Robert:
> > Ok, so we can't hope for anything better than 
> > secs/millisecs without going
> > platform-specific then. Point taken on relying on anything 
> > less than secs.
> > However I'm not relying on them for any critical func; I'm 
> > writing some performance tests.
Dave:
> I'd guess your best bet would be to use the benchmark module and call
> your code in a loop a couple of million times. You'll need to write a

These comments may be too simple, but I wanted to share them anyway.

I'd say Dave's way is good idea even with microsecond timing capability as
most modern operating systems give processes unspecified and not guaranteed
slices of time for execution (even DOS :). So your friend is averaging and
loads of samples. Being able to use microseconds would cause smaller sample
base to be reliable estimate, but probably not much smaller. Anyway, one can
get quite good estimates about code performance fast enough; when comparing
running time to the time how long it took to write the test in the first
place :).

If the code has anything to do with hardware it's order of magnitude harder
to get accurate estimates (some estimates one gets easily, yes, but accurate
:). And one shouldn't forget the memory (and caches) is hardware too. For
example, there will be dramatic change of execution speed when the inner
loop with all used data happens to fit into cache.

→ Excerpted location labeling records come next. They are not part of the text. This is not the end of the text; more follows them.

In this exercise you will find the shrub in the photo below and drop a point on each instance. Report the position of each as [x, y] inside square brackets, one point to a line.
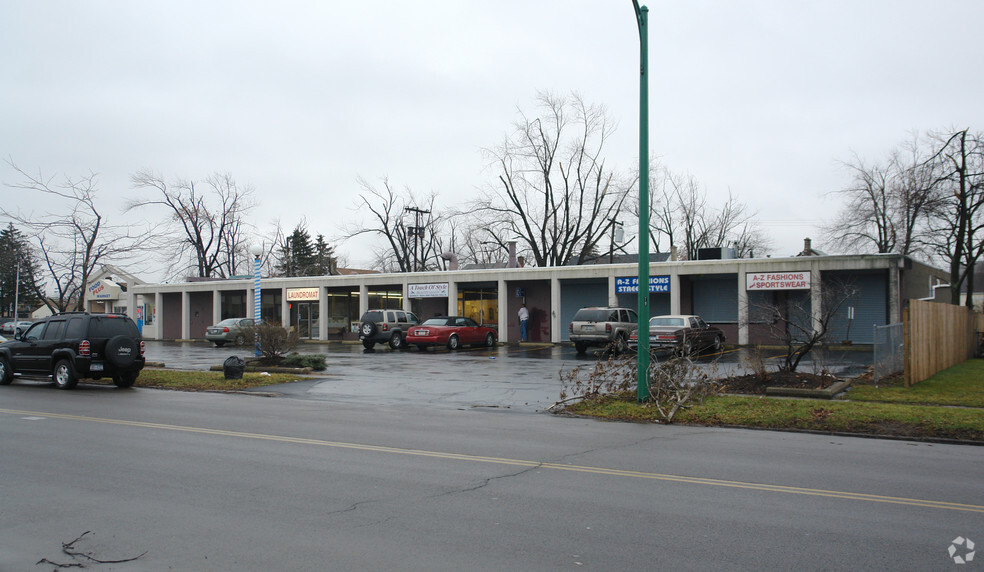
[314, 361]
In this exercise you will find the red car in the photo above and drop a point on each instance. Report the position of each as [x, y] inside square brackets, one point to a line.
[451, 331]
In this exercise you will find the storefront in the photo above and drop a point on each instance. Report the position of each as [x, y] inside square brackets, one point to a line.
[729, 293]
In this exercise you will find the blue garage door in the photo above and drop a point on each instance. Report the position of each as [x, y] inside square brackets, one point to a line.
[716, 298]
[575, 295]
[870, 303]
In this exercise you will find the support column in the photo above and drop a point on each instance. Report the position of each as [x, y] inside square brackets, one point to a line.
[675, 293]
[284, 309]
[185, 315]
[158, 315]
[555, 326]
[322, 313]
[503, 311]
[216, 306]
[895, 294]
[452, 298]
[816, 296]
[363, 300]
[742, 307]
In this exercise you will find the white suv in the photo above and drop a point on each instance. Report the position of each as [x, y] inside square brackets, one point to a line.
[604, 327]
[390, 326]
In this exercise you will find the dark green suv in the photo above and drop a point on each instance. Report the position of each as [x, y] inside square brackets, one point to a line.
[74, 345]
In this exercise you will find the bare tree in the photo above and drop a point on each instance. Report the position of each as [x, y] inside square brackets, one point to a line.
[411, 226]
[957, 220]
[680, 214]
[887, 203]
[73, 242]
[792, 321]
[554, 193]
[208, 222]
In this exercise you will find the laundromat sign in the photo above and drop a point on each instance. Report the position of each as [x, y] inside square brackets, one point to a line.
[303, 294]
[778, 281]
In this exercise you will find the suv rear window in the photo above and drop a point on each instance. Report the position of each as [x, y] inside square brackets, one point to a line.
[592, 315]
[106, 327]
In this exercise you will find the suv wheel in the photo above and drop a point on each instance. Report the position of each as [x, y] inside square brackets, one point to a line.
[121, 351]
[64, 375]
[6, 376]
[396, 341]
[621, 345]
[125, 379]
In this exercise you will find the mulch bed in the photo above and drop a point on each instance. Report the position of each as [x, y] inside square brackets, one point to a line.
[756, 384]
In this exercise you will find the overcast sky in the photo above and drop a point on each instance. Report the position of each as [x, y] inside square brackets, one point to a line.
[300, 99]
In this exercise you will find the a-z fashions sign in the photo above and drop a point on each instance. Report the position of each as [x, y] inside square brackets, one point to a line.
[778, 281]
[630, 285]
[302, 294]
[438, 290]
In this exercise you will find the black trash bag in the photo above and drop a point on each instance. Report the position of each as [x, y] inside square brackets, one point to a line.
[233, 367]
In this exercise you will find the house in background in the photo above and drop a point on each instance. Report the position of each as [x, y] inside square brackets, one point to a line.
[107, 290]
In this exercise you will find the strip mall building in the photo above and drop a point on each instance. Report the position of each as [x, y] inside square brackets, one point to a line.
[725, 293]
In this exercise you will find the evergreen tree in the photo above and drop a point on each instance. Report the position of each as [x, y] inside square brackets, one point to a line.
[296, 255]
[324, 255]
[14, 249]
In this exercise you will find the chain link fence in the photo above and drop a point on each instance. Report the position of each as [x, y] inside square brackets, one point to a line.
[888, 350]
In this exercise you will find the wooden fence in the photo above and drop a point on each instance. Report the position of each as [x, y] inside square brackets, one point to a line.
[937, 336]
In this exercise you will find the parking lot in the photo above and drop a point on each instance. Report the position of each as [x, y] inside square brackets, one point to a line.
[513, 377]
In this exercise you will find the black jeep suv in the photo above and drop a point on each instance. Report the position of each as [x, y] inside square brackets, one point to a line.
[75, 345]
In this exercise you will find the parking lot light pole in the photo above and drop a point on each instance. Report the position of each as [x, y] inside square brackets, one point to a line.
[642, 352]
[256, 250]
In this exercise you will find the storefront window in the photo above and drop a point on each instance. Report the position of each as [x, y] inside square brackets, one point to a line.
[233, 305]
[385, 300]
[481, 305]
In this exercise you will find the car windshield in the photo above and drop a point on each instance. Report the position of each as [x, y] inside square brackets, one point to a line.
[664, 321]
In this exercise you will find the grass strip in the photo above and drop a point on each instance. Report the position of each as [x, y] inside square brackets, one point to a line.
[912, 421]
[961, 385]
[184, 380]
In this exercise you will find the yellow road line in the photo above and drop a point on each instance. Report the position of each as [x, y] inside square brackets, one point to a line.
[518, 462]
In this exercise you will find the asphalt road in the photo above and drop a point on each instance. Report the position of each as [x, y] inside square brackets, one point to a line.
[237, 482]
[523, 377]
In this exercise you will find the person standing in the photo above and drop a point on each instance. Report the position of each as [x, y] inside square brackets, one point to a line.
[524, 320]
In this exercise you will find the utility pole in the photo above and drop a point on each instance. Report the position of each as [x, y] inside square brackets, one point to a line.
[417, 231]
[642, 355]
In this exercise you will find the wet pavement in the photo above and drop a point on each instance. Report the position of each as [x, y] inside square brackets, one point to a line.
[513, 377]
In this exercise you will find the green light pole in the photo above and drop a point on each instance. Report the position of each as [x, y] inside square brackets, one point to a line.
[642, 354]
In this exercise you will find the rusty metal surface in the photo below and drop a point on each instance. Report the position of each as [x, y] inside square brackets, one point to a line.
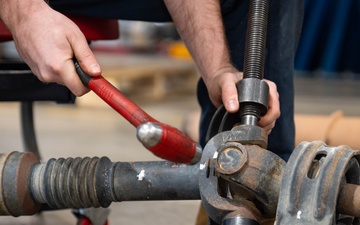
[16, 195]
[244, 185]
[349, 200]
[312, 181]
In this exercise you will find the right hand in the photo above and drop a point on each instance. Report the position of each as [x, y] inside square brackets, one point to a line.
[222, 90]
[47, 41]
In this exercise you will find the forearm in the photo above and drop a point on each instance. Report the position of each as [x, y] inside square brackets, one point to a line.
[199, 24]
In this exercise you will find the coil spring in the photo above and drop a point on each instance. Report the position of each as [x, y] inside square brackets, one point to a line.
[74, 182]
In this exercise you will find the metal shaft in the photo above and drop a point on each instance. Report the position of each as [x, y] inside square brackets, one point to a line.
[251, 107]
[94, 182]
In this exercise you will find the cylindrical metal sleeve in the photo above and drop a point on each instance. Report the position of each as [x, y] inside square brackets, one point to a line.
[128, 109]
[15, 196]
[156, 181]
[254, 91]
[349, 200]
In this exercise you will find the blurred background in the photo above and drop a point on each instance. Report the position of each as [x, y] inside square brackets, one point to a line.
[150, 64]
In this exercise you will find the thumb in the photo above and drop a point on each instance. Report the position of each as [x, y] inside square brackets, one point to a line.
[85, 57]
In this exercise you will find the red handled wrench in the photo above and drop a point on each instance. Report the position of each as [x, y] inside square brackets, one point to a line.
[161, 139]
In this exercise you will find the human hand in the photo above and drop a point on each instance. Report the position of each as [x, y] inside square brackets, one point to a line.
[48, 41]
[222, 90]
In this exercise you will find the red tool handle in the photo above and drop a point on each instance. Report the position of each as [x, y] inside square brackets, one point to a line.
[173, 145]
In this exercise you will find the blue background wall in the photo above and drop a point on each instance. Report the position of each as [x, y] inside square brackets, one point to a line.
[330, 40]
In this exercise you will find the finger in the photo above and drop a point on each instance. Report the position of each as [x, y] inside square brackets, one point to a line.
[71, 79]
[85, 56]
[273, 112]
[230, 95]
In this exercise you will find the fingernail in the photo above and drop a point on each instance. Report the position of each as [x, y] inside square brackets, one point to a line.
[95, 68]
[232, 105]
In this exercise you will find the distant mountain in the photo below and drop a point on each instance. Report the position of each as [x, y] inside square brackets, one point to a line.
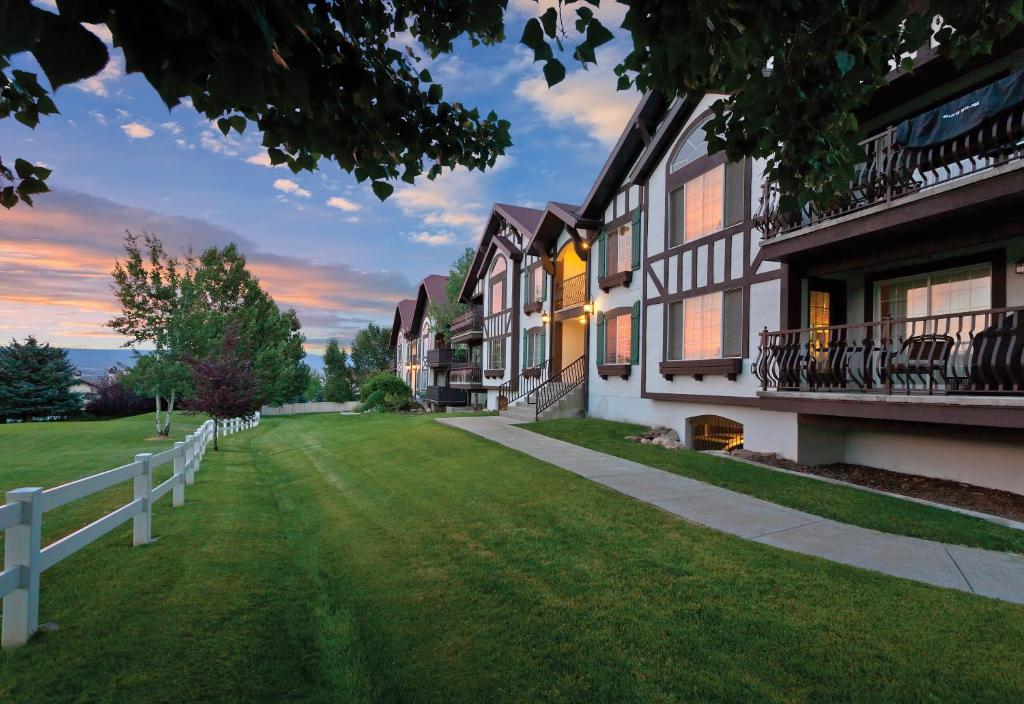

Maybe this point is trivial, but when working with Ruby there's additional
element of fuzzyness in measurements: Ruby itself. In the example:

start = Time.now
my_ext_function(args)
elapsed_time = Time.now - start

The latter call (as the first too) Time.now can take (in theory) different
amount of time when it's executed. The reason is quite simple:

1) Time.now is some C-code calling:
    obj = Data_Make_Struct(klass, struct time_object, 0, free, tobj);
2) Data_Make_Struct is a macro, turning into
   #define Data_Make_Struct(klass,type,mark,free,sval) (\
        sval = ALLOC(type),\
        memset(sval, 0, sizeof(type)),\
        Data_Wrap_Struct(klass,mark,free,sval)\
   )
3) ALLOC is a macro, turning into
   #define ALLOC(type) (type*)xmalloc(sizeof(type))
4) xmalloc is a macro calling ruby_xmalloc which has code like
    if (malloc_memories > GC_MALLOC_LIMIT) {
	rb_gc();
    }

The point is that in general when we can't predict the memory layout, we
can't say how long garbage collection (rb_gc) will take and if it will
happen.

	- Aleksi